Migration path - SQL users:
CAST(bytes AS STRING)→MAKE_VALID_UTF8(bytes)to preserve current behaviorCAST(bytes AS STRING)→TRY_CAST(bytes AS STRING)for null-on-invalid semanticsCAST(bytes AS STRING)→CAST(bytes AS STRING)new functionality to now catch errors and fix data upstream
Migration path - connector authors:
StringData.fromBytes(bytes)is unchanged and keeps workingStringData.fromUtf8Bytes(bytes)is available as an opt-in strict alternative; no forced migration
Rollout:
- Ship the two functions first (additive, no impact).
- Then, change
CASTto raise an error. A configuration option restores the old silent-substitution behavior for users that need time to migrate:
table.exec.legacy-bytes-to-string-cast = true (default: false)
5 Test Plan
Tests cover IS_VALID_UTF8, MAKE_VALID_UTF8, the new CAST error behavior, and StringData.fromUtf8Bytes() for the following cases:
NULLinput- Valid ASCII
- Valid multi-byte UTF-8 (emoji, CJK)
- Invalid start byte (
0x80) - Truncated multi-byte sequence
- Overlong encoding (
0xC0 0x80) - Surrogate pair bytes
- Empty byte array
6 Rejected Alternatives
Adding TRY_VALIDATE_UTF8 as a dedicated function
We considered adding a TRY_VALIDATE_UTF8 function (null-on-invalid) to mirror Spark's API. Since TRY_CAST(bytes AS STRING) already returns NULL for invalid inputs after the CAST behavior change, a dedicated function would be redundant. TRY_CAST is the idiomatic path.

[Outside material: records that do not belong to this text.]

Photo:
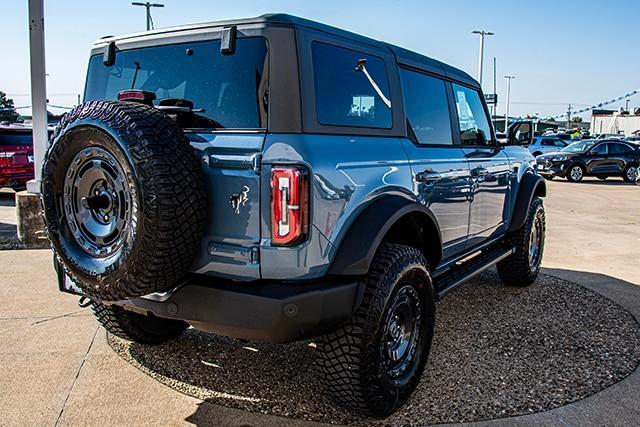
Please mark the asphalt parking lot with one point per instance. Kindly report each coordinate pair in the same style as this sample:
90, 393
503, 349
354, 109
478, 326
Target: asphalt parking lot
57, 368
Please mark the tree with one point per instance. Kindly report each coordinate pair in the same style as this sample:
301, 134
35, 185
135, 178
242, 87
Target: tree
7, 113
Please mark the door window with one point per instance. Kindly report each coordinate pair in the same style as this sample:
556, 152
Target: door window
600, 150
426, 108
472, 118
345, 96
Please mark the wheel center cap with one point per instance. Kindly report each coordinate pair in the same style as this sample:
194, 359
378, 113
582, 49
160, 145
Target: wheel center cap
101, 201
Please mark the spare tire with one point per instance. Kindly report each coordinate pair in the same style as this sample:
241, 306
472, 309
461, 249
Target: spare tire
123, 199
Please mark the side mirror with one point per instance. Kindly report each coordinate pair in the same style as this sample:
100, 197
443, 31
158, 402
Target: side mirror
520, 133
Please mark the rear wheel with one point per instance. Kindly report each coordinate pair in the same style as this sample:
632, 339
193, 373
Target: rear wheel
143, 329
575, 173
373, 362
522, 267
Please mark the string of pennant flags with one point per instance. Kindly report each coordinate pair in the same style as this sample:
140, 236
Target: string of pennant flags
600, 105
557, 116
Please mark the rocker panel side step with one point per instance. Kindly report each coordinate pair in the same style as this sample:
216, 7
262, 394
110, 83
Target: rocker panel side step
458, 274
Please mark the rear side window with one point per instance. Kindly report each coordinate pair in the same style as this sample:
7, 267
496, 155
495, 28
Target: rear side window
600, 150
344, 96
229, 91
619, 149
472, 118
426, 107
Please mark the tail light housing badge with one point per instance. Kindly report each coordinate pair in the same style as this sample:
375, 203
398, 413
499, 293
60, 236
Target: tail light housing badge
289, 205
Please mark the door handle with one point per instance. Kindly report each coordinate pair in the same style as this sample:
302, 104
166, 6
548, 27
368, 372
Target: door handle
479, 171
428, 176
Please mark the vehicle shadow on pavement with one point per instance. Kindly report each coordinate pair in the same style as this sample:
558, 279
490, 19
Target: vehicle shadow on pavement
497, 352
595, 181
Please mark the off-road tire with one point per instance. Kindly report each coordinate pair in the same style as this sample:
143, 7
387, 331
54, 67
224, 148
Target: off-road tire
165, 184
572, 179
140, 328
516, 270
350, 359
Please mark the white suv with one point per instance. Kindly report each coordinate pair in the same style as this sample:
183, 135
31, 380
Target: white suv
546, 144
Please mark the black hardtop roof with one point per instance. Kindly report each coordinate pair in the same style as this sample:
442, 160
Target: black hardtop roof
403, 56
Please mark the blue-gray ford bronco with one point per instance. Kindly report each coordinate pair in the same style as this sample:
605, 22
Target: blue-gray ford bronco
278, 179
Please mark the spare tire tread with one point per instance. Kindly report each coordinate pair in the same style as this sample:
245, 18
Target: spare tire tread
171, 197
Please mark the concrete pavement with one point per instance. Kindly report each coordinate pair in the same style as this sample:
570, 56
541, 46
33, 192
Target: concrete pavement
56, 368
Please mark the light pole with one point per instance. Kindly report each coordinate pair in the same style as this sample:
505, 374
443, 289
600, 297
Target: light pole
480, 56
148, 6
506, 115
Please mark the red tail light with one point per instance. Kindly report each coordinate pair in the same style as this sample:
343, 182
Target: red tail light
6, 159
289, 205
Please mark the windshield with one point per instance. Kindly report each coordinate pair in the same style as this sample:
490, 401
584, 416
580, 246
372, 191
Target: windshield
231, 90
578, 147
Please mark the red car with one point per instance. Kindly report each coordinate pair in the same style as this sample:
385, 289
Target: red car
16, 156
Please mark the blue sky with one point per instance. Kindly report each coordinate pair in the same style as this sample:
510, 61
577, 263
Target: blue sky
560, 51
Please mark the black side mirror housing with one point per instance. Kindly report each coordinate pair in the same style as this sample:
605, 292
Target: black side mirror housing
520, 133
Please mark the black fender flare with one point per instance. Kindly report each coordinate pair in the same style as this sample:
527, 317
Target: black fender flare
530, 186
360, 243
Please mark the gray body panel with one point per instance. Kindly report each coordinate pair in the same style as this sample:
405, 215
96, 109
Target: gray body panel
472, 198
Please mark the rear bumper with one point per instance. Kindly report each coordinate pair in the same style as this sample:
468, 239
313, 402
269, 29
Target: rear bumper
552, 169
272, 312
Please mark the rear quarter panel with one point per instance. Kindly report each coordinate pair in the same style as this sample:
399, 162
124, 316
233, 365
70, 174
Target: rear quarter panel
347, 173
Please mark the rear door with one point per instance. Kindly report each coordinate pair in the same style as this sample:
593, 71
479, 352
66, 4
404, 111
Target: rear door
620, 155
439, 167
489, 165
597, 160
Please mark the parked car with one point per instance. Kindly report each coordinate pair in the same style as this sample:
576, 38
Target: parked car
16, 156
610, 136
278, 179
599, 158
546, 144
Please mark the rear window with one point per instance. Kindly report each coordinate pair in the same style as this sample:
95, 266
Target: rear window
426, 108
13, 138
344, 96
228, 91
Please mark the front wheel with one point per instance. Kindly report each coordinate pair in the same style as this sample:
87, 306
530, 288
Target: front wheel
143, 329
522, 267
373, 362
631, 173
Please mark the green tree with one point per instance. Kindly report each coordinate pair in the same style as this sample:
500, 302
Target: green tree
7, 115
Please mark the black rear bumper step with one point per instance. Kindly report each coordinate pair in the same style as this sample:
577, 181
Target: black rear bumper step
458, 274
264, 312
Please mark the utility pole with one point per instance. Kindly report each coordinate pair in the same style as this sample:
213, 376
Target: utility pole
38, 90
506, 115
481, 54
148, 6
494, 107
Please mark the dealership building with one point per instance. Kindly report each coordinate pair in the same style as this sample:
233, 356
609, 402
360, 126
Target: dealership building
610, 121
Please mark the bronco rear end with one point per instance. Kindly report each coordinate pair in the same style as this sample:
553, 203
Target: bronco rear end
160, 196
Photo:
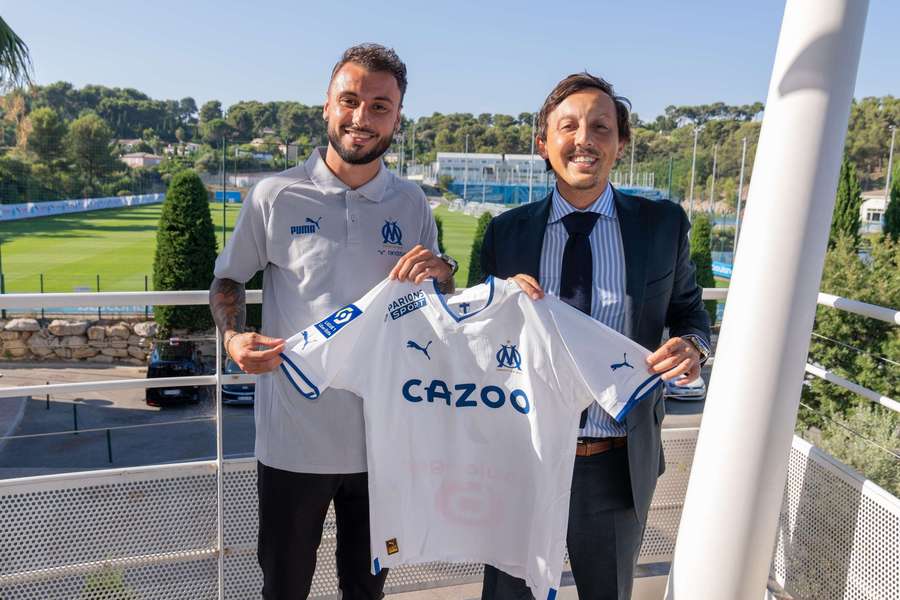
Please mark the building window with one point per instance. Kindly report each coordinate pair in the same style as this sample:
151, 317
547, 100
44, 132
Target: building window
874, 215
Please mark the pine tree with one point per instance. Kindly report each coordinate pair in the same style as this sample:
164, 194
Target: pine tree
701, 255
892, 210
185, 251
440, 226
845, 221
475, 274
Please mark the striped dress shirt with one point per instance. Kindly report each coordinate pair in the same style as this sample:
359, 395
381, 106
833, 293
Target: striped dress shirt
608, 293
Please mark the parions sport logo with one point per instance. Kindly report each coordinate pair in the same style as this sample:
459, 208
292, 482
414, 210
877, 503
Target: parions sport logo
391, 238
404, 305
310, 227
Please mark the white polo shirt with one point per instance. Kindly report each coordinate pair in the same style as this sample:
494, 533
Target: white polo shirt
321, 245
472, 404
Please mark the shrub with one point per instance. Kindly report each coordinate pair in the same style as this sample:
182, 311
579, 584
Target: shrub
475, 274
701, 255
185, 251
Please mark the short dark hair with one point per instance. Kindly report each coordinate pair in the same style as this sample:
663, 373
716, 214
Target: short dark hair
375, 58
578, 82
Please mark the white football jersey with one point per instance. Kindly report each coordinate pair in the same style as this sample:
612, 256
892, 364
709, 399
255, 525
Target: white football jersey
471, 404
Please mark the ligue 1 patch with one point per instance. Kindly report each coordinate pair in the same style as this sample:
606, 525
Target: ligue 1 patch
406, 304
333, 323
392, 546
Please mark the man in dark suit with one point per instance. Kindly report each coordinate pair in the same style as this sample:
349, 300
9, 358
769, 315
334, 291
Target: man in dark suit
625, 261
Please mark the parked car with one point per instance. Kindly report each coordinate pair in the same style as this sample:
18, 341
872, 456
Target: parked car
692, 390
174, 358
236, 393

Single function with a mode argument (SAFE_CAST_UTF8(bytes, 'NULL' | 'REPLACE'))
Mode string arguments are not type-safe and make queries harder to read. The three-function approach also matches the Spark 4.0 API, which lowers the adoption barrier for users coming from that ecosystem.
Naming alternatives for the two functions
IS_VALID_UTF8 - no strong alternative found; the name is self-evident.
MAKE_VALID_UTF8 - alternatives considered:
FROM_UTF8(Trino-style) - short and clean, but replacement behavior is implicitDECODE_UTF8(aligns with Flink'sURL_DECODE) - signals conversion, but replacement is still implicitSANITIZE_UTF8- "sanitize" is widely understood in data/security as "clean up bad data"
MAKE_VALID_UTF8 was kept for alignment with Spark's naming, which makes the intent (explicitly choosing lossy replacement) most apparent.